Abstract:
Objective Taking the paddy soil in Changsha and its surrounding areas as the research object, and using the soil hyperspectral data to estimate the content of soil organic matter (SOM), this paper aimed to improve the performance of soil organic matter content prediction model by optimizing the modeling dataset from the perspective of feature space and sample space.
Method Utilizing Mahalanobis distance (MD) to optimize soil hyperspectral feature space and splitting sample dataset by minimum spanning tree (MST) to optimize modeling sample space, SOM content prediction models were constructed combining with cross validation ridge regression (RidgeCV) and support vector machine regression (SVR).
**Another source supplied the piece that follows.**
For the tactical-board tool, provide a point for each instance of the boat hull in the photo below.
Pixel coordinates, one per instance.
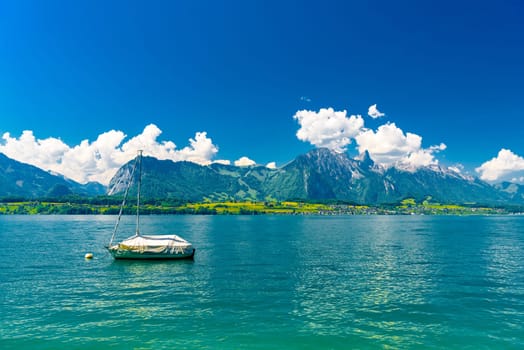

Result On the test set, the R2 values of the feature space optimization-based models MD-RidgeCV and MD-SVR were 0.876 and 0.84, respectively, and those of the sample space optimization-based models were 0.847 and 0.815, respectively. The optimization combination model of MD-MST-RidgeCV and MST-MD-RidgeCV obtained R2 as high as 0.9. Compared with the estimation modeling of soil organic matter content based on the original dataset and other modeling set optimization method KS and SPXY, the proposed model had better prediction performance on the test set.
Conclusion Optimizing the dataset from the perspective of hyperspectral feature space and sample space, and coupling the regression algorithm RidgeCV and SVR to construct the prediction model of SOM content could significantly improve the accuracy and stability.